Set Up the Ray Cluster

This section provides a step-by-step guide to set up a Ray Cluster on AWS EKS.

It is recommended to use the following script to set up the cluster. The script will guide you through the setup process on AWS, including Docker image building, EKS cluster creation, and deployment of Ray on Kubernetes.

Prerequisites

Before you begin, ensure you have the following:

  • AWS CLI installed and configured.

  • Docker installed and running.

  • Helm installed.

  • kubectl installed.

  • AWS ECR credentials.

  • AWS EKS access.

Steps to Set Up Ray Cluster on AWS EKS

  1. Configure AWS Credentials

    Run the following commands to set up AWS credentials:

    aws configure set aws_access_key_id <YOUR_AWS_ACCESS_KEY>
    aws configure set aws_secret_access_key <YOUR_AWS_SECRET_KEY>
    aws configure set region <YOUR_AWS_REGION>
    

    Make sure to replace <YOUR_AWS_ACCESS_KEY>, <YOUR_AWS_SECRET_KEY>, and <YOUR_AWS_REGION> with your actual credentials and region.

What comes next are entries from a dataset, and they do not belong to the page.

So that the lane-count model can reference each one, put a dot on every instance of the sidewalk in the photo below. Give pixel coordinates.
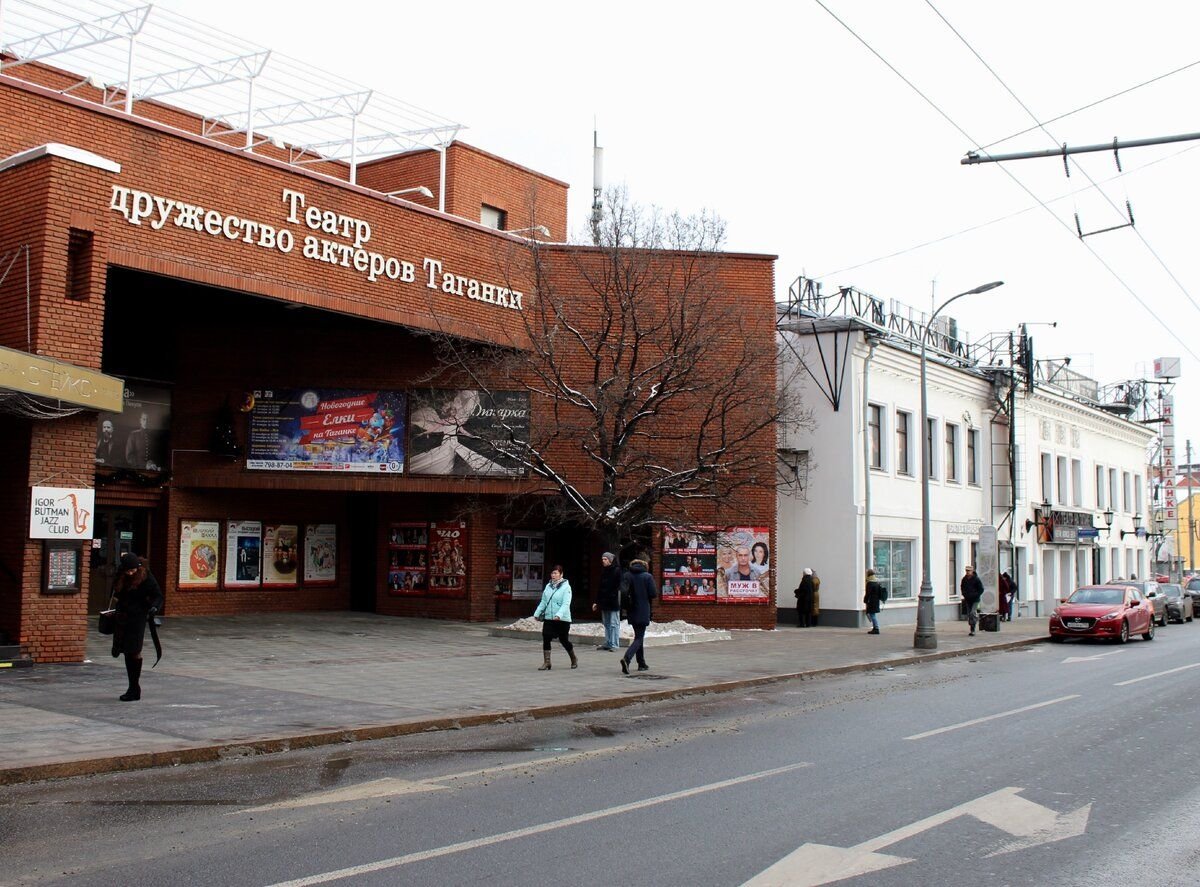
(263, 683)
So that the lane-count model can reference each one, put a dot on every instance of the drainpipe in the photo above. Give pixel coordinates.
(873, 343)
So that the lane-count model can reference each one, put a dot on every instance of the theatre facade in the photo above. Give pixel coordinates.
(229, 365)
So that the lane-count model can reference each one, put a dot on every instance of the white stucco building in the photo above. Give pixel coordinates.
(1006, 436)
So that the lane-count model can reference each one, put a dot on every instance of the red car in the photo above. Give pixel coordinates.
(1103, 611)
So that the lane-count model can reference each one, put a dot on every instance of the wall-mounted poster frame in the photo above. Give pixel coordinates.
(61, 564)
(199, 545)
(321, 555)
(244, 555)
(408, 558)
(689, 564)
(281, 556)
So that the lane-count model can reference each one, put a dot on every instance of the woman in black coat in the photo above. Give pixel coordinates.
(138, 599)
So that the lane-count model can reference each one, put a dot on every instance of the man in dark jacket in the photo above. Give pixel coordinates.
(609, 601)
(641, 592)
(871, 600)
(972, 591)
(804, 599)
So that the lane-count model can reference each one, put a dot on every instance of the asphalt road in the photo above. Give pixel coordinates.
(1067, 765)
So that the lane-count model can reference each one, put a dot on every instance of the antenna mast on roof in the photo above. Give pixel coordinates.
(597, 184)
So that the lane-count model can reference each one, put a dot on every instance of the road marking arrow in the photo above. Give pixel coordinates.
(1089, 659)
(1030, 823)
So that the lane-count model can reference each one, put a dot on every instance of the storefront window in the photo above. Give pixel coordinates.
(893, 565)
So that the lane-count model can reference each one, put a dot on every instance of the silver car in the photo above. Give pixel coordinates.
(1179, 605)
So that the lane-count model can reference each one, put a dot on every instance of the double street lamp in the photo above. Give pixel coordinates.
(925, 636)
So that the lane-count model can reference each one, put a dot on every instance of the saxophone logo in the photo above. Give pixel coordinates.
(79, 516)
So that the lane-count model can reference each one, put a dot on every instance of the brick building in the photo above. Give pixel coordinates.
(244, 301)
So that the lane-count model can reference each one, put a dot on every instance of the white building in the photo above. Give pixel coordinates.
(858, 497)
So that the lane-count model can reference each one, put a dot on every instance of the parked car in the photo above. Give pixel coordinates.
(1149, 591)
(1111, 611)
(1179, 605)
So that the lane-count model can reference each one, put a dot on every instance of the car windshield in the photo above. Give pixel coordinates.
(1098, 595)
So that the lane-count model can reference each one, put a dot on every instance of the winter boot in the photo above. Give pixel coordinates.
(133, 669)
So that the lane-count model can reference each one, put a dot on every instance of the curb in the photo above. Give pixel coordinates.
(232, 750)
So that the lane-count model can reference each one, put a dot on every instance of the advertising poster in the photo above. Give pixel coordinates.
(244, 553)
(408, 553)
(689, 564)
(327, 430)
(448, 558)
(321, 553)
(457, 431)
(743, 565)
(137, 437)
(198, 545)
(281, 555)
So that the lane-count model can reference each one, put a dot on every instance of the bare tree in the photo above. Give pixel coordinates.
(652, 377)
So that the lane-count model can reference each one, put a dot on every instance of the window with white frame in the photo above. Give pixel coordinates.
(931, 448)
(893, 565)
(973, 456)
(904, 431)
(875, 435)
(952, 451)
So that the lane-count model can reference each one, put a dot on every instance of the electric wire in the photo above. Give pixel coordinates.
(1078, 166)
(946, 117)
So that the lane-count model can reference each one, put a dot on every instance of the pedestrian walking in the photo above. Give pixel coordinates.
(609, 600)
(555, 615)
(816, 598)
(972, 591)
(641, 592)
(137, 600)
(804, 599)
(875, 595)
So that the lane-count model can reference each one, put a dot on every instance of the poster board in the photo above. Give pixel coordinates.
(198, 553)
(244, 553)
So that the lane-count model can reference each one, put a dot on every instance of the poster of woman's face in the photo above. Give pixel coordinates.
(466, 432)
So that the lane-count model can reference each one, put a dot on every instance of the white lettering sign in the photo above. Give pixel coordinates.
(327, 246)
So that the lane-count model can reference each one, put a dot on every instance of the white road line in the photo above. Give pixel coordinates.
(991, 717)
(420, 856)
(1157, 675)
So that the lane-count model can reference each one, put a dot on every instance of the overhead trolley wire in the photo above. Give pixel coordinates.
(1018, 181)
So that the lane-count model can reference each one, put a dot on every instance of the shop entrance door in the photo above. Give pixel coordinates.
(118, 531)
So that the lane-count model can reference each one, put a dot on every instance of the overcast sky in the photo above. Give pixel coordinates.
(783, 121)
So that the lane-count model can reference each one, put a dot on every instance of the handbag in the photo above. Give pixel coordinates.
(107, 622)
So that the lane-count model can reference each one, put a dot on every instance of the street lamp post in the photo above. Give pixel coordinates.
(925, 636)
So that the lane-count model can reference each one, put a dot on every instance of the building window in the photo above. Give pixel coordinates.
(904, 424)
(952, 451)
(875, 433)
(493, 217)
(893, 565)
(955, 567)
(930, 450)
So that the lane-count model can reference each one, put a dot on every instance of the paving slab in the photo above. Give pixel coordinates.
(267, 683)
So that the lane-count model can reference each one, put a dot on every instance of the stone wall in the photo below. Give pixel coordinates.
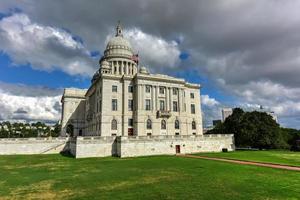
(10, 146)
(159, 145)
(122, 146)
(95, 147)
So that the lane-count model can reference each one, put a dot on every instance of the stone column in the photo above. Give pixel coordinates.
(170, 99)
(152, 98)
(117, 68)
(167, 99)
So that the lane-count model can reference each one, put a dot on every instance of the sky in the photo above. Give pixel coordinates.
(244, 53)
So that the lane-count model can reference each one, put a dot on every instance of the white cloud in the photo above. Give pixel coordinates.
(154, 51)
(208, 101)
(44, 47)
(29, 108)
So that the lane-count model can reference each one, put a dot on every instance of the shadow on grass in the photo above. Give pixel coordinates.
(66, 154)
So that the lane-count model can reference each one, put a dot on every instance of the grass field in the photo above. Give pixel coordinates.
(159, 177)
(275, 156)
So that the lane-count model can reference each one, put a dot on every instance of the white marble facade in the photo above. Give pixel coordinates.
(126, 100)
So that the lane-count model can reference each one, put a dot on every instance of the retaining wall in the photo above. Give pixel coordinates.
(159, 145)
(95, 146)
(10, 146)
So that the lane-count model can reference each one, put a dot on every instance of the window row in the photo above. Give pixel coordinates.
(148, 105)
(148, 90)
(163, 125)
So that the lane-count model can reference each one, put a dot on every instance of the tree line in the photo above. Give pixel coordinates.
(25, 130)
(257, 130)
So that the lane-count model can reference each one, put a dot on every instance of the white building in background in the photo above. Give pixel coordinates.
(126, 101)
(226, 112)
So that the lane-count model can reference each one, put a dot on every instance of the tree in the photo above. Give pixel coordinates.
(253, 129)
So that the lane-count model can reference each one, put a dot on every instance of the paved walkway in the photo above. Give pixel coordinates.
(276, 166)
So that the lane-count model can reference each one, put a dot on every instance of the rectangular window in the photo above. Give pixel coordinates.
(114, 88)
(130, 88)
(148, 88)
(100, 106)
(192, 95)
(130, 122)
(148, 104)
(114, 104)
(161, 105)
(175, 106)
(175, 91)
(193, 109)
(130, 104)
(161, 90)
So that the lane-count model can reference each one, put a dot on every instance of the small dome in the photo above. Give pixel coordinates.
(143, 70)
(118, 42)
(118, 46)
(104, 64)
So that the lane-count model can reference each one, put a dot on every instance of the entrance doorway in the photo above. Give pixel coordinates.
(130, 131)
(177, 149)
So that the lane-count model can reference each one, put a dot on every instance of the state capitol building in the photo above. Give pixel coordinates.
(125, 100)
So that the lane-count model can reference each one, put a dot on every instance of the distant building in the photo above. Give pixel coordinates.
(215, 122)
(266, 110)
(226, 112)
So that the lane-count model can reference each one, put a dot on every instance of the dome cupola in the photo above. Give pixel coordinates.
(118, 46)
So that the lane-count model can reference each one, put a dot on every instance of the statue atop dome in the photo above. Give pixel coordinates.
(119, 30)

  2. Log in to AWS ECR Public

    To push Docker images to AWS ECR, you need to log in to the public ECR:

    aws ecr-public get-login-password --region us-east-1 | docker login --username AWS --password-stdin public.ecr.aws
    
  3. Build and Push Docker Image to ECR

    To build and push the Docker image, run the following commands:

    docker buildx build --platform linux/amd64 -t public.ecr.aws/i7t1s5i1/fedgraph:img . --push
    
  4. Create EKS Cluster

    Create a dynamic EKS cluster with the following command:

    eksctl create cluster -f eks_cluster_config.yaml --timeout=60m
    
  5. Update Kubeconfig

    Update your kubeconfig file to access the newly created EKS cluster:

    aws eks --region <YOUR_AWS_REGION> update-kubeconfig --name <CLUSTER_NAME>
    
  6. Clone KubeRay Repository and Install Prometheus/Grafana

    Clone the KubeRay repository and install monitoring tools:

    git clone https://github.com/ray-project/kuberay.git
    cd kuberay
    ./install/prometheus/install.sh
    
  7. Install KubeRay Operator

    To manage Ray on Kubernetes, you need to install the KubeRay operator:

    helm repo add kuberay https://ray-project.github.io/kuberay-helm/
    helm repo update
    helm install kuberay-operator kuberay/kuberay-operator --version 1.1.1
    
  8. Deploy Ray Kubernetes Cluster

    Apply the Kubernetes configuration to deploy Ray on EKS:

    kubectl apply -f ray_kubernetes_cluster.yaml
    kubectl apply -f ray_kubernetes_ingress.yaml
    
  9. Verify Pod Status

    Check the status of the pods to ensure that they are running:

    kubectl get pods
    
  10. Port Forwarding for Ray Dashboard, Prometheus, and Grafana

    Forward the necessary ports for accessing the Ray dashboard and monitoring tools:

    kubectl port-forward service/raycluster-autoscaler-head-svc 8265:8265 &
    kubectl port-forward raycluster-autoscaler-head-47mzs 8080:8080 &
    kubectl port-forward prometheus-prometheus-kube-prometheus-prometheus-0 -n prometheus-system 9090:9090 &
    kubectl port-forward deployment/prometheus-grafana -n prometheus-system 3000:3000 &
    
  11. Final Check

    To ensure everything is set up correctly, perform a final check:

    kubectl get pods --all-namespaces -o wide
    
  12. Submit a Ray Job (Optional)

    If you want to submit a Ray job, use the following command:

    ray job submit --runtime-env-json '{"working_dir": "./", "excludes": [".git"]}' --address http://localhost:8265 -- python3 run.py
    
  13. Stop a Ray Job (Optional)

    To stop a Ray job, use:

    ray job stop <job_id> --address http://localhost:8265
    
  14. Clean Up Resources

    To clean up resources, delete the RayCluster and EKS cluster:

    kubectl delete -f ray_kubernetes_cluster.yaml
    kubectl delete -f ray_kubernetes_ingress.yaml
    kubectl get nodes -o name | xargs kubectl delete
    eksctl delete cluster --region <YOUR_AWS_REGION> --name <CLUSTER_NAME>
    

Setup completed successfully!